00-Overview.Rmd

---
output:
  pdf_document: default
  html_document: default
---
# Signal, noise, and statistical process control {#SPC}

## Signal and noise

People are really, really good at finding patterns that aren't real, especially in noisy data.  

Every metric has natural variation---*noise*---included as an inherent part of that process. True signals only emerge when you have properly characterized that variation. Statistical process control (SPC) charts---run charts and control charts---help characterize and identify non-random patterns that suggest the process has changed. 

In essence, SPC tools help you evaluate the stability and predictability of a process or its outcomes. Statistical theory provides the basis to evaluate metric stability and more confidently detect changes in the underlying process amongst the noise of natural variation. Since it is impossible to account for every single variable that might influence a metric, we can use probability and statistics to evaluate how that metric naturally fluctuates over time (aka common cause variation), and construct guidelines around that fluctuation to help indicate when something in that process has changed (special cause variation). 

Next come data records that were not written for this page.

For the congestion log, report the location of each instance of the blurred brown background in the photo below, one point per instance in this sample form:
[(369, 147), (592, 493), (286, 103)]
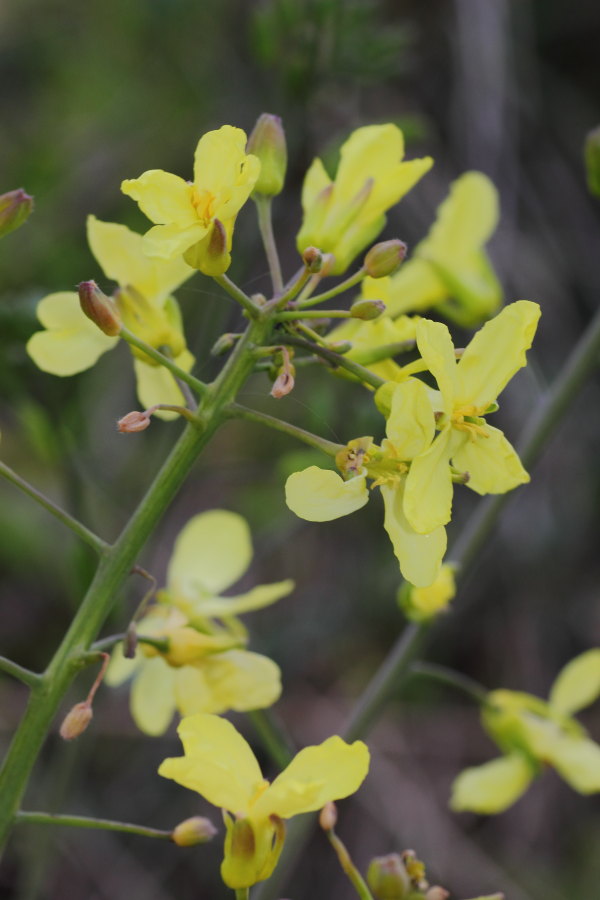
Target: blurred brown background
[(93, 93)]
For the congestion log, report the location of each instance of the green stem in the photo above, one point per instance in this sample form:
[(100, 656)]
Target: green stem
[(134, 341), (265, 224), (336, 360), (450, 678), (112, 571), (236, 410), (38, 818), (333, 292), (26, 676), (238, 295), (80, 530)]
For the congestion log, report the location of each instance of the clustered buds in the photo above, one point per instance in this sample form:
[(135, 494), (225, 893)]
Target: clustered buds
[(267, 142), (15, 209), (99, 308)]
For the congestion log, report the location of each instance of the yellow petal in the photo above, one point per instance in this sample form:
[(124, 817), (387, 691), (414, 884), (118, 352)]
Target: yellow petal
[(153, 696), (578, 684), (429, 488), (212, 551), (420, 555), (120, 253), (493, 787), (71, 343), (436, 347), (491, 461), (320, 495), (411, 424), (495, 353), (218, 763), (163, 197), (316, 775)]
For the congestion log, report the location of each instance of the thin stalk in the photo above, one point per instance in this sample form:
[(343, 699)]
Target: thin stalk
[(265, 225), (238, 295), (66, 518), (26, 676), (352, 281), (336, 360), (112, 571), (236, 410), (180, 374), (40, 818)]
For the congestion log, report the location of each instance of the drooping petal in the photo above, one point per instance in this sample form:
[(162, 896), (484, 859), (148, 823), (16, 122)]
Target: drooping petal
[(316, 775), (153, 696), (436, 347), (163, 197), (578, 684), (492, 787), (256, 598), (429, 488), (320, 495), (218, 763), (420, 555), (411, 424), (495, 354), (212, 551), (491, 461), (71, 342)]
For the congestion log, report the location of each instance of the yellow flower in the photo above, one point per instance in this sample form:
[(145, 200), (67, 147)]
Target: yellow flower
[(449, 269), (220, 765), (531, 734), (204, 668), (319, 495), (192, 218), (72, 343), (343, 216), (467, 391)]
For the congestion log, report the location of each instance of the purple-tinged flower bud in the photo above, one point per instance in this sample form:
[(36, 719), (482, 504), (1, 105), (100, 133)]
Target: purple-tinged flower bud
[(267, 142), (15, 209), (99, 308), (384, 258)]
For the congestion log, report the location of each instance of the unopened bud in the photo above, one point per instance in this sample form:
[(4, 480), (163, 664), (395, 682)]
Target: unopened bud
[(99, 308), (313, 260), (224, 344), (367, 309), (76, 721), (133, 421), (284, 383), (384, 258), (267, 142), (387, 878), (15, 209), (190, 832), (328, 816), (591, 152)]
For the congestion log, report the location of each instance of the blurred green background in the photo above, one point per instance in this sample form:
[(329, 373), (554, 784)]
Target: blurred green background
[(96, 92)]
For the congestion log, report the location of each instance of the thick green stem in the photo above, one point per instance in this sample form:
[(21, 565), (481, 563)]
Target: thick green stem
[(80, 530), (39, 818), (112, 571)]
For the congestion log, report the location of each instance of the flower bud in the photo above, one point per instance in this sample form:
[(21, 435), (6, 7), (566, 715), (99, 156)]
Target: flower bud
[(133, 422), (367, 309), (99, 308), (384, 258), (15, 209), (591, 152), (76, 721), (267, 142), (190, 832), (328, 816), (313, 260), (387, 878)]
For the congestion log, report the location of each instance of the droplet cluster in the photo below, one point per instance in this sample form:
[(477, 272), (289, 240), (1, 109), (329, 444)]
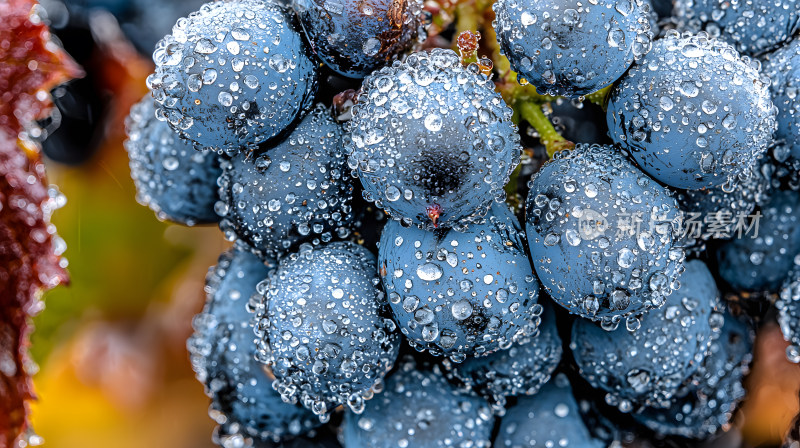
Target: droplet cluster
[(296, 191), (550, 418), (431, 141), (233, 74), (733, 199), (646, 362), (783, 68), (602, 235), (323, 330), (692, 113), (357, 38), (248, 410), (572, 47), (460, 294), (706, 404), (521, 369), (761, 262), (174, 180), (752, 26), (418, 408)]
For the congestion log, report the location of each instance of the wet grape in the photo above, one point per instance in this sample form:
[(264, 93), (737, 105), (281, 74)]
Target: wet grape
[(323, 329), (431, 141), (233, 74)]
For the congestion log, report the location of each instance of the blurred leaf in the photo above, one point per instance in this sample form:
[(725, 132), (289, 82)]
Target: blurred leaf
[(30, 65)]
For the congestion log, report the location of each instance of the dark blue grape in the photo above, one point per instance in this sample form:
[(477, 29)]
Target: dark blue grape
[(296, 191), (706, 404), (789, 314), (783, 68), (520, 370), (418, 408), (223, 352), (322, 327), (571, 47), (177, 182), (587, 248), (692, 113), (752, 26), (355, 38), (648, 362), (548, 419), (764, 262), (662, 7), (432, 142), (460, 294), (233, 74)]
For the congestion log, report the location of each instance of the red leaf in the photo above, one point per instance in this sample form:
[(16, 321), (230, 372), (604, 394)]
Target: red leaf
[(30, 65)]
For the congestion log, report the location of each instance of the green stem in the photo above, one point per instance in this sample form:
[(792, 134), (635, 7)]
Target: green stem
[(550, 138), (467, 18), (600, 97)]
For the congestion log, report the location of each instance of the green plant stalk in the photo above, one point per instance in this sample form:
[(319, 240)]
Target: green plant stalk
[(553, 141)]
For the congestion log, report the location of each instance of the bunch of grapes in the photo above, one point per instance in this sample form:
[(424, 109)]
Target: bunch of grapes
[(466, 224)]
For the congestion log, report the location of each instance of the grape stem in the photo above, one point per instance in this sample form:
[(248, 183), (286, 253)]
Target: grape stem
[(550, 138)]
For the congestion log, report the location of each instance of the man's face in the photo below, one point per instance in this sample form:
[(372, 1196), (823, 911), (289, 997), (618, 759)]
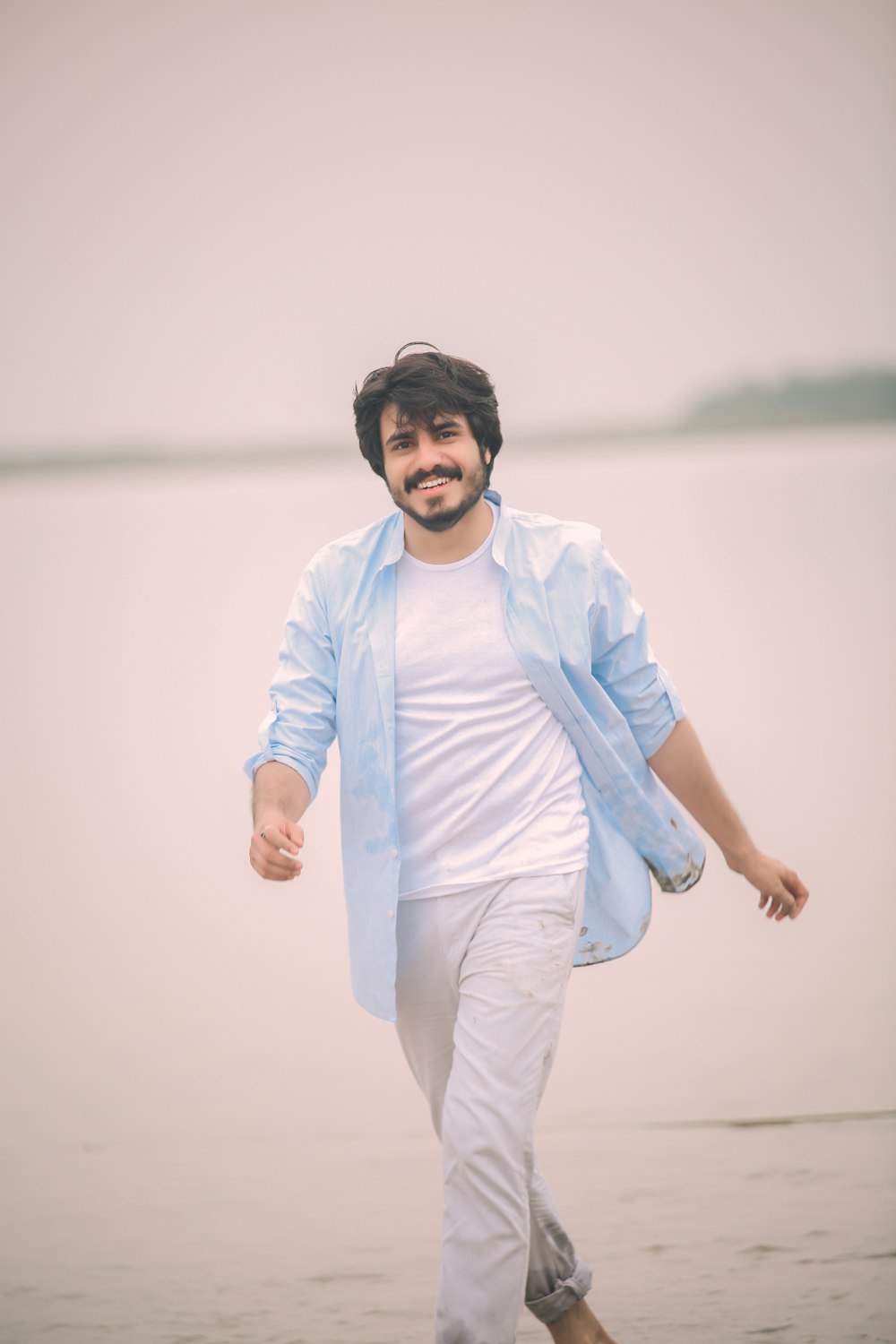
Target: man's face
[(435, 475)]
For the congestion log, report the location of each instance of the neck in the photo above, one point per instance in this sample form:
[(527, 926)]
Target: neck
[(455, 543)]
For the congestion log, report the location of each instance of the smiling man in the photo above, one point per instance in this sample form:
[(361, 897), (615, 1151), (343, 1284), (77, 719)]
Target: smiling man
[(503, 725)]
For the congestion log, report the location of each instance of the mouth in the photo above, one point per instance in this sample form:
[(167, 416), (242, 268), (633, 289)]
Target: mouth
[(433, 484)]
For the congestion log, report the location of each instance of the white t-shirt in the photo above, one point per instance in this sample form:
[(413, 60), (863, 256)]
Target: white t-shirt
[(487, 782)]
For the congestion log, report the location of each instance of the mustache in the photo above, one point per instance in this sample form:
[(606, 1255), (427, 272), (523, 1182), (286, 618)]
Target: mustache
[(452, 473)]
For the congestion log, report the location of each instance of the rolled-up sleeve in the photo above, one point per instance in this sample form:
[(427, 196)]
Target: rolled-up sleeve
[(301, 723), (624, 661)]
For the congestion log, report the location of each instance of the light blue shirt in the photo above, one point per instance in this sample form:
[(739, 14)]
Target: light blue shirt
[(582, 642)]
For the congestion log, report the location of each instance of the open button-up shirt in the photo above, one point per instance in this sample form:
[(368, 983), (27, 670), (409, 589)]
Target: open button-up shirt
[(582, 642)]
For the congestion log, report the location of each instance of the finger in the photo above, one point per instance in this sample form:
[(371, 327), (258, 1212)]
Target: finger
[(271, 863), (798, 890), (279, 839)]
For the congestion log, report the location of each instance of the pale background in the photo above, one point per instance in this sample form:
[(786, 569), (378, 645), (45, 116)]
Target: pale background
[(215, 220)]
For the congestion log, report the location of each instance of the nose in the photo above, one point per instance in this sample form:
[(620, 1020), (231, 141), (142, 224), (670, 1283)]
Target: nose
[(429, 452)]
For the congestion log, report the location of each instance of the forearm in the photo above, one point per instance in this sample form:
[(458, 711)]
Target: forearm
[(683, 766), (279, 790)]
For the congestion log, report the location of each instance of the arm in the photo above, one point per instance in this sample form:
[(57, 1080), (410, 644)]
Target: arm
[(280, 795), (684, 769)]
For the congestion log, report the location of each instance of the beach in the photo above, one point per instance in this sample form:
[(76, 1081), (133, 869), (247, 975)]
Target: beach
[(206, 1142)]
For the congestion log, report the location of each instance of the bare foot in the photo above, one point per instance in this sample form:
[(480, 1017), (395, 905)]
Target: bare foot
[(579, 1325)]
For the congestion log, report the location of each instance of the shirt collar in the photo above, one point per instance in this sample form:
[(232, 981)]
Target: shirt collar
[(395, 538)]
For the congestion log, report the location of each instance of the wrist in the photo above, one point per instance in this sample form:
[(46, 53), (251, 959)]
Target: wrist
[(740, 855)]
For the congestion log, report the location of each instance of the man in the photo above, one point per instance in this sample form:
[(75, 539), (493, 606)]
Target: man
[(501, 723)]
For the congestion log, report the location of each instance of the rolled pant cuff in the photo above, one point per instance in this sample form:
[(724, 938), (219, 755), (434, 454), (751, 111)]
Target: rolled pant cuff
[(564, 1296)]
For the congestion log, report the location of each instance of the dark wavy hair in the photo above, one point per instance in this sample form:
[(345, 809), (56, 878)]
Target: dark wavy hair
[(425, 386)]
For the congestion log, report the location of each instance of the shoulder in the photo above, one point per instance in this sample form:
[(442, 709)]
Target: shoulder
[(352, 553), (551, 538)]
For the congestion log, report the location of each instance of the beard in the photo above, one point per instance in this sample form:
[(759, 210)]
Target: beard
[(438, 516)]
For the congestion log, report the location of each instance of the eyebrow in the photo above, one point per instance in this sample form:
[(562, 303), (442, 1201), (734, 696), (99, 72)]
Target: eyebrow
[(435, 429)]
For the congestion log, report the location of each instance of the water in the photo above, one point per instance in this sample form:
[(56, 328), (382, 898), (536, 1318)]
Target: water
[(203, 1139)]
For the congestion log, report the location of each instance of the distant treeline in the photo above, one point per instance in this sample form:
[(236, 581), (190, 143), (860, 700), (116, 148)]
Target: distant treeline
[(857, 397)]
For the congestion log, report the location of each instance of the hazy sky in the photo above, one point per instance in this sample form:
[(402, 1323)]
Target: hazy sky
[(218, 215)]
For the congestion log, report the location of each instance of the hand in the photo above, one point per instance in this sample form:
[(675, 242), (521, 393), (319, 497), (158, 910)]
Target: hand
[(277, 833), (780, 887)]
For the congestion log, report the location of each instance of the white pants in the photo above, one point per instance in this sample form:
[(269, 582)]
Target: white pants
[(481, 983)]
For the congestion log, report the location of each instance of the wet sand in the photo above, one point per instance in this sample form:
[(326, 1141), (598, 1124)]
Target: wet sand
[(206, 1142), (719, 1234)]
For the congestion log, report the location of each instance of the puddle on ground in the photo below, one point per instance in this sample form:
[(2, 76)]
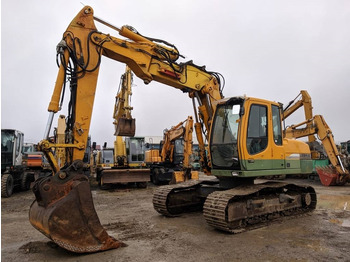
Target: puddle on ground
[(333, 202)]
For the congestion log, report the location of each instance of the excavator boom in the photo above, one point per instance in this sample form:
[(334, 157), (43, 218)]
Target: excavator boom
[(316, 125), (79, 53)]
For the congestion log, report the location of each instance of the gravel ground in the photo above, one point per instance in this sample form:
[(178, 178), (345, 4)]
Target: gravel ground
[(127, 214)]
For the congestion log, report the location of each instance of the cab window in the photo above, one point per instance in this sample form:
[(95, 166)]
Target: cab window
[(276, 125), (257, 129)]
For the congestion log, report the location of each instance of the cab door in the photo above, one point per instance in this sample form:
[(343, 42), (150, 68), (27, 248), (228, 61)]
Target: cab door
[(256, 142), (277, 149)]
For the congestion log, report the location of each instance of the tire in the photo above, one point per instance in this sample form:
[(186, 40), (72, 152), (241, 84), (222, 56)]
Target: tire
[(7, 184), (25, 181)]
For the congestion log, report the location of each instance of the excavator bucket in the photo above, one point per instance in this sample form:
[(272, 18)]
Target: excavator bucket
[(64, 212), (329, 176), (125, 127)]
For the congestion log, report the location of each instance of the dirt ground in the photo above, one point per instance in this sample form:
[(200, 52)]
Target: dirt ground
[(127, 213)]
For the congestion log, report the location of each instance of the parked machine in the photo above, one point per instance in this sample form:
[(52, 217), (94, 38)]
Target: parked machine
[(244, 134), (336, 174), (20, 164), (172, 162), (345, 151), (125, 162)]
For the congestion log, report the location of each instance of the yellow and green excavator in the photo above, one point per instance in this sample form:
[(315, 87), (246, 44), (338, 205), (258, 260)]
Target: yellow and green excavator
[(244, 136)]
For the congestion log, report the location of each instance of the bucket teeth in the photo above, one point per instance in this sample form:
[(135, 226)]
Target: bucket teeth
[(64, 212)]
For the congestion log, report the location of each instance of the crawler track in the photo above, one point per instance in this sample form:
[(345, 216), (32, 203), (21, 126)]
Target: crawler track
[(239, 209), (248, 207), (171, 200)]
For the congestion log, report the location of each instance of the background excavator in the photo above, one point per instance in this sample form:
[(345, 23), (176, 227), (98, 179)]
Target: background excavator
[(172, 162), (244, 136), (336, 174), (125, 162)]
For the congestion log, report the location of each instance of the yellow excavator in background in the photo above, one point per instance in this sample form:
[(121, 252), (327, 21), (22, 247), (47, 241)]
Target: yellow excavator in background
[(172, 162), (125, 162), (336, 174), (244, 135)]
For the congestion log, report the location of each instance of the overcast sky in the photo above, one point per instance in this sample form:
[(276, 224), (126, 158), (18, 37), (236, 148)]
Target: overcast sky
[(270, 49)]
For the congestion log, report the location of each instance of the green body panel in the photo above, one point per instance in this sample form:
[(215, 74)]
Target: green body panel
[(319, 162), (260, 168)]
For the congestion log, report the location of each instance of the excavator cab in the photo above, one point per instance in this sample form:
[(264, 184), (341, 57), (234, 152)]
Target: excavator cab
[(125, 127)]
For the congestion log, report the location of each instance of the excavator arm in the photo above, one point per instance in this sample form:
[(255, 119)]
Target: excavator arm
[(80, 53), (316, 125), (123, 121), (79, 56), (176, 132)]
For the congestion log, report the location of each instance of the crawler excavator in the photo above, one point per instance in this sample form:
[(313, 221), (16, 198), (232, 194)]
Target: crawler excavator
[(127, 165), (172, 163), (244, 136), (336, 174)]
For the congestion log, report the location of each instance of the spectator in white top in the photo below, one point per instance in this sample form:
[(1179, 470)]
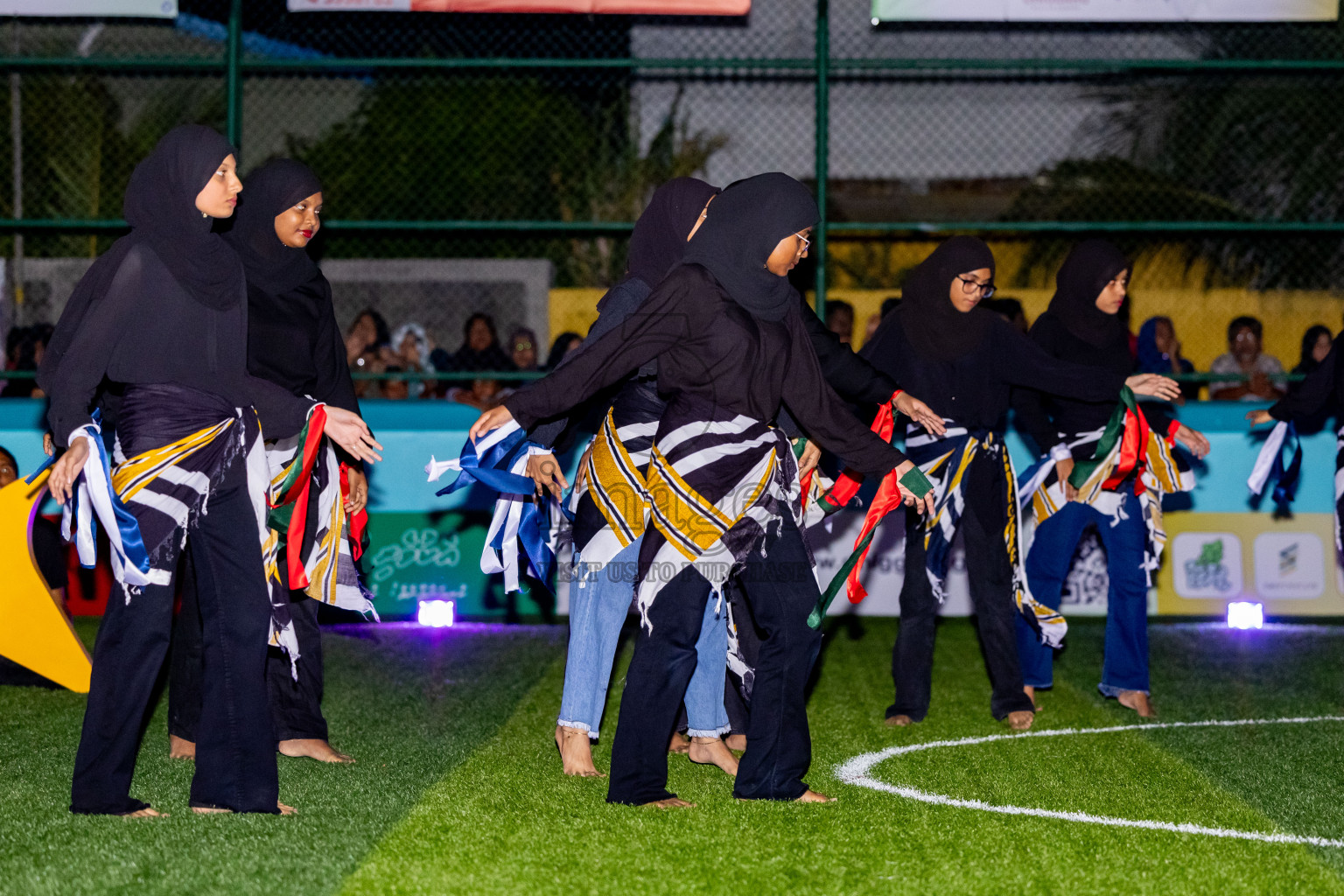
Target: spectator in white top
[(1245, 356)]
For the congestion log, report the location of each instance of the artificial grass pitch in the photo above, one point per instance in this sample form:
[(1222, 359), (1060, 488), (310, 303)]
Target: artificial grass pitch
[(458, 788)]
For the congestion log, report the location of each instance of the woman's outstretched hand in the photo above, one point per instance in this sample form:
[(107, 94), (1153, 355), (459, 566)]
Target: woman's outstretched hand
[(1194, 441), (491, 419), (809, 458), (920, 413), (920, 506), (1258, 416), (351, 433), (1155, 384), (67, 469), (546, 472)]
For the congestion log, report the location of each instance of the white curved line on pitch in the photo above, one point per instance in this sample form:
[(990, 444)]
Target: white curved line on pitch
[(855, 771)]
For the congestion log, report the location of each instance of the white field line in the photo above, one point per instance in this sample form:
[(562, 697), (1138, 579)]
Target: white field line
[(857, 771)]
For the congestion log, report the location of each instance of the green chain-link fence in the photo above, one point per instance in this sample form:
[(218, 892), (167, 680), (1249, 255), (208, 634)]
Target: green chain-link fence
[(1211, 152)]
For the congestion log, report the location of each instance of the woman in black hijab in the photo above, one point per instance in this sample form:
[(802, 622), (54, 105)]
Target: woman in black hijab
[(164, 315), (727, 332), (293, 341), (962, 360), (605, 555), (1082, 326)]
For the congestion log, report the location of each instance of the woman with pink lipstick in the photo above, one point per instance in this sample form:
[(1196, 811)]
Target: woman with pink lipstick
[(292, 341)]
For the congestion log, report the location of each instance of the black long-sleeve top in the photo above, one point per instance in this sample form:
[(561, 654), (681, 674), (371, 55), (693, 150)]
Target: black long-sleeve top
[(975, 388), (854, 378), (295, 343), (150, 329), (709, 348), (1320, 389), (1045, 414)]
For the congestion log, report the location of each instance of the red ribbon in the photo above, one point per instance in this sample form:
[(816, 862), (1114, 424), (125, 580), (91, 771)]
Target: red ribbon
[(298, 494), (358, 522), (887, 500), (883, 426)]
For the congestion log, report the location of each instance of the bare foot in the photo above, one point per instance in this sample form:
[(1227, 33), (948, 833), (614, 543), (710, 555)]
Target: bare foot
[(576, 752), (313, 748), (814, 797), (712, 751), (1138, 702), (144, 813)]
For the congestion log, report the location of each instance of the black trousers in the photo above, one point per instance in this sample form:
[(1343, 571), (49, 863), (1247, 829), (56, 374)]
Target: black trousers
[(782, 592), (296, 705), (235, 755), (990, 594)]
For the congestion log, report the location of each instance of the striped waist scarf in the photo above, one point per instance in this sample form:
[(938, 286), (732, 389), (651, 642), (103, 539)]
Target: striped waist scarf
[(150, 502), (613, 507), (718, 491), (1126, 452), (945, 459)]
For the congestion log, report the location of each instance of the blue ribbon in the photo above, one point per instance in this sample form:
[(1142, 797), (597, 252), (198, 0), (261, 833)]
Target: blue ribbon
[(492, 471)]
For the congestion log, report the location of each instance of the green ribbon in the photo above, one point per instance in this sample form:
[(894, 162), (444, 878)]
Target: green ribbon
[(1112, 434)]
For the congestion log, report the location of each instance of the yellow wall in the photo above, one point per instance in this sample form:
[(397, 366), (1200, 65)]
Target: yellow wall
[(1200, 315)]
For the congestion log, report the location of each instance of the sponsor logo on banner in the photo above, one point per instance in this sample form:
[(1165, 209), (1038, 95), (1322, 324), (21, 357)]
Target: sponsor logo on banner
[(1289, 564), (1208, 564)]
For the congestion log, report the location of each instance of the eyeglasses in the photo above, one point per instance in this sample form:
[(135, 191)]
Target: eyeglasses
[(970, 286)]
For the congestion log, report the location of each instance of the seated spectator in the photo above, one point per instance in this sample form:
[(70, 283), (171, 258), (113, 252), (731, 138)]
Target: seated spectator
[(840, 320), (413, 351), (368, 332), (1245, 356), (522, 346), (480, 394), (1316, 344), (564, 344), (1158, 352), (480, 348), (24, 346)]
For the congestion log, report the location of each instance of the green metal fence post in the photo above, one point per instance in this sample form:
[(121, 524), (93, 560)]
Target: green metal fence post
[(233, 85), (822, 124)]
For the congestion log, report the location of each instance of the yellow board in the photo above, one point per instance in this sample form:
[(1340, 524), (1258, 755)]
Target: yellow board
[(35, 632), (1286, 564)]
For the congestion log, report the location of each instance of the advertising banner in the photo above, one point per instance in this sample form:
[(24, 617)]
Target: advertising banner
[(1286, 564), (584, 7), (1105, 10), (138, 8)]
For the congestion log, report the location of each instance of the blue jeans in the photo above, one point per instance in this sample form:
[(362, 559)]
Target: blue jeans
[(1125, 665), (598, 606)]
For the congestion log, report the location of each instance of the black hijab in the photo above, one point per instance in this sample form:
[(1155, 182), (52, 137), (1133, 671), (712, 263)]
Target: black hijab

Understanding natural, random variation in time series or sequential data is the essential point of quality assurance or process and outcome improvement efforts. It's a rookie mistake to use SPC tools to focus solely on the values themselves or their central tendency---instead evaluate [*all* of the elements](#guidelines) of a run chart or control chart to understand what it's telling you. For example, Figure 1 shows a process created using random numbers based on a pre-defined normal distribution. The black points and line are the data itself, the overall mean (*y* = 18) is represented by the grey line, and the overall distribution is shown in a histogram to the right of the run chart.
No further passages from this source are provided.